'Old Enough!' Is Perfect Comfort TV

The show about adorable Japanese children running their first errand is ideal relaxation television.

old enough
Nippon TV
Nippon TV

Say it’s a Saturday morning after a big Friday night, and you’re a little hungover. Or it's a Wednesday night after a long day at work, and every single brain cell of yours is already fried for the week. Either way, you’re on your couch, flipping through Netflix, in need of something easy and fun. You don’t want to watch a series like The Ultimatum (too harrowing) or Bridgerton (too messy). Good thing Netflix has licensed Old Enough!, a long-running Japanese show about toddlers running errands that is the ultimate in soothing television.

Ever since Old Enough! dropped on the streaming service in late March, it’s been amassing a new crop of fans despite the fact that the series has been around since 1991. The premise is charmingly basic. In each 15-minute episode, a tiny, adorable child—usually just 2 or 3 years old—is sent on their first-ever solo mission. The stakes are almost comically low. Will one kid remember to get the right kind of curry from the grocery store? Will another get his father’s clean sushi chef whites from the dry cleaner across the street? And, sure, these kids may occasionally be crossing busy thoroughfares, but they have little flags that alert traffic to slow down, plus we know that the camera crew is there to make sure nothing actually disastrous happens.

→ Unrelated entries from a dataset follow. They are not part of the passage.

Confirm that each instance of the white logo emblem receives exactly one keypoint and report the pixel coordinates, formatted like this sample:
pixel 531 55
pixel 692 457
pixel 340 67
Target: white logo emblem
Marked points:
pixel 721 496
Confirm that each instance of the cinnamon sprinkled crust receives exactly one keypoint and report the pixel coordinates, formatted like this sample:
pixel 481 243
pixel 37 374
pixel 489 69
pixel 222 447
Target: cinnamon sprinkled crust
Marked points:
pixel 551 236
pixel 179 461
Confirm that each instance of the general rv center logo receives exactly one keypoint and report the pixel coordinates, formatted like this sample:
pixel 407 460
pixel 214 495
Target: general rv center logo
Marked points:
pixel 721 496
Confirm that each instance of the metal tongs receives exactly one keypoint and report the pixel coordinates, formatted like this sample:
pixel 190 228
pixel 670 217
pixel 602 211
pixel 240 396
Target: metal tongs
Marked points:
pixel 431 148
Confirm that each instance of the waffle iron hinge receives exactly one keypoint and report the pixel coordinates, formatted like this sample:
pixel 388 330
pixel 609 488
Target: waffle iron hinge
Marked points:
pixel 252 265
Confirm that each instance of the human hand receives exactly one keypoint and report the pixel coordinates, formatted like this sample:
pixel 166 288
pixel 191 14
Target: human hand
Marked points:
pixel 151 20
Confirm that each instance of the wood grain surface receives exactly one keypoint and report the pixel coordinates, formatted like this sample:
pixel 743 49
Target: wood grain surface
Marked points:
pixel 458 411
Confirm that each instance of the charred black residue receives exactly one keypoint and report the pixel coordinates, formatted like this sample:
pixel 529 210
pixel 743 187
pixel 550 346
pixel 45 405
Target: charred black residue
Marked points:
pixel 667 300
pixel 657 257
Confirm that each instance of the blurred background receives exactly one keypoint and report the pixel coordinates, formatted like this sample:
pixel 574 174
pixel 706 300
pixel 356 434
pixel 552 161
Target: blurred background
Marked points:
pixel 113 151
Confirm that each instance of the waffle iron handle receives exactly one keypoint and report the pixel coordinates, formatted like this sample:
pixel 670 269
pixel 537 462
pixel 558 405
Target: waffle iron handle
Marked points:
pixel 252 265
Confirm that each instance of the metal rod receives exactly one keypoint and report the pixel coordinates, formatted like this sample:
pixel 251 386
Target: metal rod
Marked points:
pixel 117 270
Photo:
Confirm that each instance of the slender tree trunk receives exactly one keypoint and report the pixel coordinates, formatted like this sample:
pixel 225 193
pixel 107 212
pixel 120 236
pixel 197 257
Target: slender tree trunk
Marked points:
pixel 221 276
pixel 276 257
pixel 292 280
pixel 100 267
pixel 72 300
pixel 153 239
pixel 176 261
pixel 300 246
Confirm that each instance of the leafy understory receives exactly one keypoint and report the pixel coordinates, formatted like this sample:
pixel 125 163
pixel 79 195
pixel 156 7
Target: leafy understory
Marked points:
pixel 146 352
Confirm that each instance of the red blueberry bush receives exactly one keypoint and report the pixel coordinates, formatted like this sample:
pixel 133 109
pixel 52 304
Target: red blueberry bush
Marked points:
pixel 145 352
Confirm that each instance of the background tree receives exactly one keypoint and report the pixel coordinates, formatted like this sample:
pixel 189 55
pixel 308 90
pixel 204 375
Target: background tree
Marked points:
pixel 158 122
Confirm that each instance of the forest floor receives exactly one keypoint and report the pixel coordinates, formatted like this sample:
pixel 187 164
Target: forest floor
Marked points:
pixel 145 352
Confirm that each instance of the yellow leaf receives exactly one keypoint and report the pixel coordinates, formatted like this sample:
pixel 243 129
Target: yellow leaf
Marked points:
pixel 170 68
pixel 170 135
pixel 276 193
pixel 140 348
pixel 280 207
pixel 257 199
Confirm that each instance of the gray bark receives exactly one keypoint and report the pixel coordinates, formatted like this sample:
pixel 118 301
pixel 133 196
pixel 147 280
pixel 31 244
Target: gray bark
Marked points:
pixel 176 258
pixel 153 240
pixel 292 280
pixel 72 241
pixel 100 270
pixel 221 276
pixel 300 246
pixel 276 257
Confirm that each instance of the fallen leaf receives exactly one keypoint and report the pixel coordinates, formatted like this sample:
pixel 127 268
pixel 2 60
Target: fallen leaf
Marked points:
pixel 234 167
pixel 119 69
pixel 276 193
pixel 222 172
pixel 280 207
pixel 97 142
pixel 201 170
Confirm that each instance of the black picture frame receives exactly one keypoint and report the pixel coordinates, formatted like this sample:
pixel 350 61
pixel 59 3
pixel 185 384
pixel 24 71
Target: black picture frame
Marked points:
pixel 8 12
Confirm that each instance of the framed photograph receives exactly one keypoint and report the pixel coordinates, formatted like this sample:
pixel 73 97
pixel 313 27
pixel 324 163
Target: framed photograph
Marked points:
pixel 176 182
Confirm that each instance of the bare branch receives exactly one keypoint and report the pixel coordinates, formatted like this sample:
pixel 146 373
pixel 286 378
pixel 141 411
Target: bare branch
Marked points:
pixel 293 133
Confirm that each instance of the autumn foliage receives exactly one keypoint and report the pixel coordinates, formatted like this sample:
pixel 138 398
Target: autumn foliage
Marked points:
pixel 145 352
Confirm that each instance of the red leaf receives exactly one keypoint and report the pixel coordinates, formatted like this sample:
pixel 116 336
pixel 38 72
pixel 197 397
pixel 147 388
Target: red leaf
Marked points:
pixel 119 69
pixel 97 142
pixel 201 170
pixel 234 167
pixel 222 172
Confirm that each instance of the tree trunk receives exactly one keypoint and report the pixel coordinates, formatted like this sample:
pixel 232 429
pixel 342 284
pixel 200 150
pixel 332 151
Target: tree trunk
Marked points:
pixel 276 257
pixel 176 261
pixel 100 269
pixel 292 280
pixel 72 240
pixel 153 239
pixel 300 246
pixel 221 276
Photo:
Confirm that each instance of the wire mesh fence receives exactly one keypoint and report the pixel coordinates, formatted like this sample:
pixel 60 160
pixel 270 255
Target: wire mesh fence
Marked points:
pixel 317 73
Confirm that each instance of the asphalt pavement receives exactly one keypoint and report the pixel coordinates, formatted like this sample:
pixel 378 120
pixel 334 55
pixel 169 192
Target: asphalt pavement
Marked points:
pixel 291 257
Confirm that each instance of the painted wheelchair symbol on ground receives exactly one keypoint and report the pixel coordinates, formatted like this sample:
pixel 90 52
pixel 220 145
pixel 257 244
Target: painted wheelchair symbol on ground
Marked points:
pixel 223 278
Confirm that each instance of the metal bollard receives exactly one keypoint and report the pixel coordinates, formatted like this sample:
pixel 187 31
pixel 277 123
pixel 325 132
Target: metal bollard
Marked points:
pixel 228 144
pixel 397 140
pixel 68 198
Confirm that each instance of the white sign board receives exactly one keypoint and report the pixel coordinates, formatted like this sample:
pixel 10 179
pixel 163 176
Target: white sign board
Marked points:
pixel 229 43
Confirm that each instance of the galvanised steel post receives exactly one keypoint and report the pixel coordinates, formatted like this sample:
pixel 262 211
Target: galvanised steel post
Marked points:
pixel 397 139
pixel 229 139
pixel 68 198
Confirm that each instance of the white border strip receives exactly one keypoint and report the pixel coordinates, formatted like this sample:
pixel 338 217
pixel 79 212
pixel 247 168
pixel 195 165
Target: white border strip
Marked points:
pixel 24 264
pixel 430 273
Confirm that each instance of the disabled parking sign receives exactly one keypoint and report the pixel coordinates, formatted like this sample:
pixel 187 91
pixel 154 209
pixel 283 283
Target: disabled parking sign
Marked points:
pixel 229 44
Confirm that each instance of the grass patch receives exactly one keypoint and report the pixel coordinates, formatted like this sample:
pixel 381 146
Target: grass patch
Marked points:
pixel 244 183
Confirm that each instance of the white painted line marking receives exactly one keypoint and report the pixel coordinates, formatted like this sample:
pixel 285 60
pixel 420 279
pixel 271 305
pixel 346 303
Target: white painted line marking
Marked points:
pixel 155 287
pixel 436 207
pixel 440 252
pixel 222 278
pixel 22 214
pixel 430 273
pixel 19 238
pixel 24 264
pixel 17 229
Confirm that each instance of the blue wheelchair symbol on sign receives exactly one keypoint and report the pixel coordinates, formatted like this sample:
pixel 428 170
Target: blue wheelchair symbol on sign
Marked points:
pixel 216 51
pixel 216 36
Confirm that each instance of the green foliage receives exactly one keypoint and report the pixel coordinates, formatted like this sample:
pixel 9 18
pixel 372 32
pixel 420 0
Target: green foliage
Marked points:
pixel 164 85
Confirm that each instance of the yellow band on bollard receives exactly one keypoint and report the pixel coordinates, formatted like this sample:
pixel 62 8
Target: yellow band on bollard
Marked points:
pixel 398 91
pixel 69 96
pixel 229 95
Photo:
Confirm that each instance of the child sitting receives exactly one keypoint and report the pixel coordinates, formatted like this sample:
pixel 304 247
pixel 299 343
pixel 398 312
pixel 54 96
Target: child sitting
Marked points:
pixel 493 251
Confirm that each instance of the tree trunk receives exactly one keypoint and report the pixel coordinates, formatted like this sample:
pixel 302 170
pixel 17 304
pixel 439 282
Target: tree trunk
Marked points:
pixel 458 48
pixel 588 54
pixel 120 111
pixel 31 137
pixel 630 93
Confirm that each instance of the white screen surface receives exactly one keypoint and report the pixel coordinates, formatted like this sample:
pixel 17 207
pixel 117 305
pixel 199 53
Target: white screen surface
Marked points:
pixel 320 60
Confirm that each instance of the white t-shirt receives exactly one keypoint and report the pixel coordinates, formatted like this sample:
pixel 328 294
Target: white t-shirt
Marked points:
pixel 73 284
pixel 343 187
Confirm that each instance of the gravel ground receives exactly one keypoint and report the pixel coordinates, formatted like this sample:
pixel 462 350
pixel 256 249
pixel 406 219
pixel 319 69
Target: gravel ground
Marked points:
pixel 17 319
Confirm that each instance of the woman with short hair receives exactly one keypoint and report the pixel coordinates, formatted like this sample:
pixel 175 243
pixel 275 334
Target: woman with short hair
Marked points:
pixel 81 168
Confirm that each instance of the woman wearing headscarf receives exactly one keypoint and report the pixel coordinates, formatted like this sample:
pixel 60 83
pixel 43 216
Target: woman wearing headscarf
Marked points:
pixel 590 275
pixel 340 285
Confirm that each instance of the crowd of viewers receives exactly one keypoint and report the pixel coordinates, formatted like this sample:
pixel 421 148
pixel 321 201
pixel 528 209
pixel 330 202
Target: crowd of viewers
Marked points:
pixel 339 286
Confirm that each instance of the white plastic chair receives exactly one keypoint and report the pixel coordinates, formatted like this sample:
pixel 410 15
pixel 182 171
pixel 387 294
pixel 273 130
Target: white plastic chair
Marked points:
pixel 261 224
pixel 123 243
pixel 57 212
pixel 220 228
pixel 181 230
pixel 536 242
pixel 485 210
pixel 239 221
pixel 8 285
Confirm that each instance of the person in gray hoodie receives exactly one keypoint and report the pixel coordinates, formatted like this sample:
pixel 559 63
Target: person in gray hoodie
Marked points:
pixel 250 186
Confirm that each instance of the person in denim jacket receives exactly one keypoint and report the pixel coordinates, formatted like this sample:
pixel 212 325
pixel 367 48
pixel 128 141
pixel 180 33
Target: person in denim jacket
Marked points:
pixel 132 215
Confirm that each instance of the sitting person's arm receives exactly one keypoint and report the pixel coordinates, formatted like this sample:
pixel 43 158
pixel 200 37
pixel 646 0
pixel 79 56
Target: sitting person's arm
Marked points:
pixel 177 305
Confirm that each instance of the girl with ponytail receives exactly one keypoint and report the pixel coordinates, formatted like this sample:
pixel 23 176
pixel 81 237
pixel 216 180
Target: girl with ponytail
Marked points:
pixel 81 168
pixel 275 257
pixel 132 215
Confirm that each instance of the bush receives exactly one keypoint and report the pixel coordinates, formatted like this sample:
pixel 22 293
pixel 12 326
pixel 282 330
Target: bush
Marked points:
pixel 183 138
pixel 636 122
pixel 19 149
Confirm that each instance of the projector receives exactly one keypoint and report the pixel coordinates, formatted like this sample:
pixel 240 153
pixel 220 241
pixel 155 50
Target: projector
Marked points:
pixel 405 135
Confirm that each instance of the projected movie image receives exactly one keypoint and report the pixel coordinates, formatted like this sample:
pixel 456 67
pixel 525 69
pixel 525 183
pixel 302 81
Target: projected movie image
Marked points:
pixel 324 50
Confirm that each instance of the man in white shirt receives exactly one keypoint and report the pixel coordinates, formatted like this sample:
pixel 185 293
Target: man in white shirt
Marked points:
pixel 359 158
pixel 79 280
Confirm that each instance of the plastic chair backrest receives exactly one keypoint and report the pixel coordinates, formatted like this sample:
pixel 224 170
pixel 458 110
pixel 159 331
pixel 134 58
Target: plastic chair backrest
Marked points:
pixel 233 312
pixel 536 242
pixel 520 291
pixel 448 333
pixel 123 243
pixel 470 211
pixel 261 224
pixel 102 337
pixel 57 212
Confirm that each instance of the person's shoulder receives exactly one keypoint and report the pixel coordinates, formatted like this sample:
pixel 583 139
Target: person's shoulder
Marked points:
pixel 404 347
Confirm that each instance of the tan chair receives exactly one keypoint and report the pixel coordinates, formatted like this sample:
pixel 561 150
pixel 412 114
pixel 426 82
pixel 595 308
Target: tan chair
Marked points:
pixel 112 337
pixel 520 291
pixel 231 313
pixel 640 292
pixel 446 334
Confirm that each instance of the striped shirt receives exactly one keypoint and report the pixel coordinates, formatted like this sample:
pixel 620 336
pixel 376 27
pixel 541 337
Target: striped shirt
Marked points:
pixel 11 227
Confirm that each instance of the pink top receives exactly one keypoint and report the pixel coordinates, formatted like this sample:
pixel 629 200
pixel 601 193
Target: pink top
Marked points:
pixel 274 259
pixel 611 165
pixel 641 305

What makes this perfect relaxation TV is that you can completely identify with the difficulty of the mundane tasks. Take, for instance, Episode 5's saga of Naoki and his friend Seina, two 3-year-olds who have been charged with picking up snacks and an amulet near Naoki’s family’s toy shop. This seems easy enough, but it requires climbing the 202 steps up to the Shiogama Shrine that would be enough to wipe anyone out.

Noaki is absolutely a relatable king. He uses up all his energy too early, and keeps getting distracted because he wants balloons and toys. Meanwhile, Seina is trying her best to keep him on track. Seina basically is anyone who has ever had to keep their wasted friend in line. Naoki, in this moment, is you. Or how you were the night before you started to watch Old Enough!

Toshiyuki Shiomi, a professor at Shiraume Gakuen University in Tokyo, told the New York Times that Old Enough! has roots in Japanese traditions, which encourage independence and participation in household tasks. “It’s a typical way of raising children in Japan and symbolic of our cultural approach, which can be surprising for people from other countries,” Shiomi said. Of course, it’s also extremely cute. The parents are almost as equally nervous as their offspring, fretting on behalf of their toddler that they won't be able to remember all that's ahead of them. But the grown-ups who encounter these lone youngsters tend to be extremely encouraging, often stuffing their change and receipts in their tiny purses, and you want to cheer them on too.

Old Enough! is both extremely engaging—you get invested in the activities—and a salve. When you just can’t watch anything else, it’s perfect.